Tuesday, July 10, 2012

Oil sanctions against Iran will not be enough

Western policymakers, buoyed by their success in reducing Iran?s oil exports , appear content to give sanctions more time to work, in the hope that once Tehran feels their full effect negotiators will return to the table, more ready to compromise.

The evidence, however, suggests that sanctions? effect on oil exports will not increase over time.

First, Western policymakers tend to focus more on what Iran has lost than what it has retained or gained. That?s fine for a political debate but bad for making sensible policy. It is true that Iran?s oil exports have declined from 2.5 million barrels per day to 1.5 million. But that reduced level is hardly meager: Iran is still one of the world?s top oil exporters, from which it earns billions in hard currency. And nothing suggests that the drop in earnings has stunted Iran?s nuclear program, which is the target of Western ire. Iran is enriching uranium faster and to higher levels than ever before. If any party appears to feel a need to compromise, it is the ?P5 + 1? (the United States, Britain, China, France, Russia and Germany). They have dropped demands that Iran fully halt enrichment in favor of requesting that it merely cap enrichment at a low level.

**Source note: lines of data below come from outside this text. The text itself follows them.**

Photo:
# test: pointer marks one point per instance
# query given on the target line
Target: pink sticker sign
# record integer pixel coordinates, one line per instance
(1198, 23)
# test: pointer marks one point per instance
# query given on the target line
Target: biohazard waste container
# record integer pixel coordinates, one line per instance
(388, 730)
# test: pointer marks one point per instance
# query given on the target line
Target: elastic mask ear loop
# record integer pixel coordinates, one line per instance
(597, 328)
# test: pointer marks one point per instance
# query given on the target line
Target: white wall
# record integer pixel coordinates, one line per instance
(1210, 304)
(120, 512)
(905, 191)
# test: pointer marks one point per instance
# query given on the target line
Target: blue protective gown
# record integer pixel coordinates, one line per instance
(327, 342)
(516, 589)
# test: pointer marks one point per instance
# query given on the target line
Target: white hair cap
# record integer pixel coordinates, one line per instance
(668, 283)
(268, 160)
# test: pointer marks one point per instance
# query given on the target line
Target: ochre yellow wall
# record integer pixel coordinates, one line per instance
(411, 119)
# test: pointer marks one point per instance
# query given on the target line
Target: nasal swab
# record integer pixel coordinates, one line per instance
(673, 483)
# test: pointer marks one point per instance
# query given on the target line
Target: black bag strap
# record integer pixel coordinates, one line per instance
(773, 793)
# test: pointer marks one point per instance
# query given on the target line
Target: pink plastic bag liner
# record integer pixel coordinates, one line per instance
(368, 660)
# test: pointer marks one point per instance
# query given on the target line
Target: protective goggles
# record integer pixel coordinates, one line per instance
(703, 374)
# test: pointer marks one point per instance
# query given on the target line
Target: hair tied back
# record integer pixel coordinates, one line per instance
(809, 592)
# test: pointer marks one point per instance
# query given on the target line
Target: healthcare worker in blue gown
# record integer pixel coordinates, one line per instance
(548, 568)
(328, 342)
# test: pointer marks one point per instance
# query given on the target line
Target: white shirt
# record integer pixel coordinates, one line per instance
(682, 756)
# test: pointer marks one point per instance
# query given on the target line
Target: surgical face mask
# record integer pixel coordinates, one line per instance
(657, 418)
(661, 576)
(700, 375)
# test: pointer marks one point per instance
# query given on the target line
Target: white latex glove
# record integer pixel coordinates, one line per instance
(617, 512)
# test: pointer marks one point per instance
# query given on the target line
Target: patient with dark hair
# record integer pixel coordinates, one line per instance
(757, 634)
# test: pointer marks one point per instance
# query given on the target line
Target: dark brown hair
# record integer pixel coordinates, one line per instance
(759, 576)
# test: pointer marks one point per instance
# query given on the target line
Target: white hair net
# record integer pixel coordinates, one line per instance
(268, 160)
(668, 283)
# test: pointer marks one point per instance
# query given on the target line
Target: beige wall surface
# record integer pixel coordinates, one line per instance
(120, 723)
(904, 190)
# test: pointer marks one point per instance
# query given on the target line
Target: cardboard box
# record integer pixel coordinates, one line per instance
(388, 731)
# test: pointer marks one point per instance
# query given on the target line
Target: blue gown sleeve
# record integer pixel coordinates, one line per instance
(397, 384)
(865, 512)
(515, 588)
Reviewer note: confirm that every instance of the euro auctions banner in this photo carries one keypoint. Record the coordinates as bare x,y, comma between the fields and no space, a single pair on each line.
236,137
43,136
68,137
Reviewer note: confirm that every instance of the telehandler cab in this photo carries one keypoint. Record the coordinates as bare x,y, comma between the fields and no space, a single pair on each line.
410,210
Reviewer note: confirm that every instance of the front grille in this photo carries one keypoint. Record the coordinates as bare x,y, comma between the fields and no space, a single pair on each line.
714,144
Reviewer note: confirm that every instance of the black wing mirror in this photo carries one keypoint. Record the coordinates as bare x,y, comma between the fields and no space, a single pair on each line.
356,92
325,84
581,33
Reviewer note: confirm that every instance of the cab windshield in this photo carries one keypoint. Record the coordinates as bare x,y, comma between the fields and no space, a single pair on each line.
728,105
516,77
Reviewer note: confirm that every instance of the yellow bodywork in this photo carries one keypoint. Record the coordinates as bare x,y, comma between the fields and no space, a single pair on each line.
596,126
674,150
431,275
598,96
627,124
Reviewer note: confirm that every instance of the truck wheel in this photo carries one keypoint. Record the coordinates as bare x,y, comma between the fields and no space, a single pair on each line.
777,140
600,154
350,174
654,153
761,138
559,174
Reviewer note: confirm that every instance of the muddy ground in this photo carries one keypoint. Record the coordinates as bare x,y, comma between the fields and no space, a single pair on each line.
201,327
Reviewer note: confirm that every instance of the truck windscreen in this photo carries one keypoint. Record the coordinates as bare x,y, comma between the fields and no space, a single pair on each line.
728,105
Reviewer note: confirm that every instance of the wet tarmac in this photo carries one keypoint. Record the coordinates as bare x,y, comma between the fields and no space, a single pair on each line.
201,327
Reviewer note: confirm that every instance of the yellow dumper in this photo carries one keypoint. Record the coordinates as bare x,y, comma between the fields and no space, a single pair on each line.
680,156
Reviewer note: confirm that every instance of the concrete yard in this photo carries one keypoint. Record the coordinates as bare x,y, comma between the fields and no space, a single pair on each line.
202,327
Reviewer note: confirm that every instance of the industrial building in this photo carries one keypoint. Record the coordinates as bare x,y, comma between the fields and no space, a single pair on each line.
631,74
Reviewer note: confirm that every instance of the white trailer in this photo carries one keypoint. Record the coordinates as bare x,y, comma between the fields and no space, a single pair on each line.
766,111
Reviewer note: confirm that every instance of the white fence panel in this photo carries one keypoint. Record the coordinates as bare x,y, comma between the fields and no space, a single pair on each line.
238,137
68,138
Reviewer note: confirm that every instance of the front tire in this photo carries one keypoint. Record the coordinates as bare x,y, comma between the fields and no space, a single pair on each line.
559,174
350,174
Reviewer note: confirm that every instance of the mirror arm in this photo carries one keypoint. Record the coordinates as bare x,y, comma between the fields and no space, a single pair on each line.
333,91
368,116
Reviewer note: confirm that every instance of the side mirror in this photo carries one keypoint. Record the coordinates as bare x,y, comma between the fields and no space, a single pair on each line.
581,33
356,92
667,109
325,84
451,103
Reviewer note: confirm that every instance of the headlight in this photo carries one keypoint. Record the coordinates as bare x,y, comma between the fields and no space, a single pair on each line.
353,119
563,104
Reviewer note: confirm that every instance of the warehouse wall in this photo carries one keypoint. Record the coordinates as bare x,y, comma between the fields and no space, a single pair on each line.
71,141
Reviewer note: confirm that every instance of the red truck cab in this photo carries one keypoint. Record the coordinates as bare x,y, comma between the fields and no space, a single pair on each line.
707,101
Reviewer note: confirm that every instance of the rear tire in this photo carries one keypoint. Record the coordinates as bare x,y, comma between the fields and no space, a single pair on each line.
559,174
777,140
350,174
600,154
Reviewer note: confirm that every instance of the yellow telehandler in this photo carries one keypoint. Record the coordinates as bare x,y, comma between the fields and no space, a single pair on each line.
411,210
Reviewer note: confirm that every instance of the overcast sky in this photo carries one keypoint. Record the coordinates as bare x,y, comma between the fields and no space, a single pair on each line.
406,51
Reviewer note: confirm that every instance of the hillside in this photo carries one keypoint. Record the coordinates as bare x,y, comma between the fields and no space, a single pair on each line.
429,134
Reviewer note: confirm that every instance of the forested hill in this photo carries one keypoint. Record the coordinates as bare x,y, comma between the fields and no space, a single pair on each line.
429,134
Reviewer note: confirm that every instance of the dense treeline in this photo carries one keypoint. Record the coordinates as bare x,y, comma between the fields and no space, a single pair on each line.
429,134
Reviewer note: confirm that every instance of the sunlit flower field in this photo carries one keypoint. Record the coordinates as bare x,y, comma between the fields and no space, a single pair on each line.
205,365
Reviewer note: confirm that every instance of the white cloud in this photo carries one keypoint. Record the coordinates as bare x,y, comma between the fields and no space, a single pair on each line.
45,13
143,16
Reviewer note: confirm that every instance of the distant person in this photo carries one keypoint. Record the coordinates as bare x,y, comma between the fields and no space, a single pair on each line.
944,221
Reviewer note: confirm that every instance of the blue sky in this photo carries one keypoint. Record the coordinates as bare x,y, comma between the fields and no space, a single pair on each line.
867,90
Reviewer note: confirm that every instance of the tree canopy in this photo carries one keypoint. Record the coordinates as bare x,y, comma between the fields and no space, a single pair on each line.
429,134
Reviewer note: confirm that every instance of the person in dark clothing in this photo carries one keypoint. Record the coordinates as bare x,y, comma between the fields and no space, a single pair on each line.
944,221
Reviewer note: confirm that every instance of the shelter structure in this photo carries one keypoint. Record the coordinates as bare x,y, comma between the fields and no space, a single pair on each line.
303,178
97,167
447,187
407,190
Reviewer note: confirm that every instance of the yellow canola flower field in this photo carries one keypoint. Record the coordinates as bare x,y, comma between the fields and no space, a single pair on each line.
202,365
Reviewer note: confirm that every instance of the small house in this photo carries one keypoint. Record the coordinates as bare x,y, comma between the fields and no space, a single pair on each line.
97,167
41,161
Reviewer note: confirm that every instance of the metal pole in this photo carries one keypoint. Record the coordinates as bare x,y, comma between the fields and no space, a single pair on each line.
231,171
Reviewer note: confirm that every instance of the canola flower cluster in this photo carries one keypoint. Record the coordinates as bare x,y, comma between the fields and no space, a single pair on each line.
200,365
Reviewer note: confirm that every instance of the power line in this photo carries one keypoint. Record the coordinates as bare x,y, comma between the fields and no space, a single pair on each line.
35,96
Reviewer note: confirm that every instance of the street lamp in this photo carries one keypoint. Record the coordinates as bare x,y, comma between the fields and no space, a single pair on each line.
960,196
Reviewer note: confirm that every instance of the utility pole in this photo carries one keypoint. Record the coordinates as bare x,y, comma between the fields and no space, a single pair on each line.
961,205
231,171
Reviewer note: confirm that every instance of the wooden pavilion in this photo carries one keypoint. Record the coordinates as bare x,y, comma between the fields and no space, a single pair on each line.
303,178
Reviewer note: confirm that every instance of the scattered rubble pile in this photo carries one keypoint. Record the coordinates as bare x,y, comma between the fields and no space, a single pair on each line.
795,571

Furthermore, the historical evidence does not suggest that sanctions? effect on regimes grows over time. Numerous examples ? including Moammar Gaddafi?s Libya, Saddam Hussein?s Iraq and present-day North Korea ? demonstrate that such regimes are resilient and can hold out for a long time in the face of sanctions ? and can even adapt to or circumvent them. There is also good reason to believe that states that reluctantly complied with oil sanctions will not make further reductions and may even increase oil imports from Iran as economic activity ? and thus oil demand ? recovers. Recent data suggest that Chinese oil purchases from Iran have increased despite a dropoff in the first quarter of this year.

Michael Singh is managing director of the Washington Institute for Near East Policy. From 2005 to 2008, he worked on Middle East issues at the National Security Council.

Continue reading

(Also read: ?The United States? chance for a do-over with Egypt? by Jackson Diehl)

Source: http://www.nowlebanon.com/NewsArticleDetails.aspx?ID=417307

zombie boy harvard yale joe paterno lung cancer joe paterno lung cancer john tucker must die uk basketball iowa state

No comments:

Post a Comment

Note: Only a member of this blog may post a comment.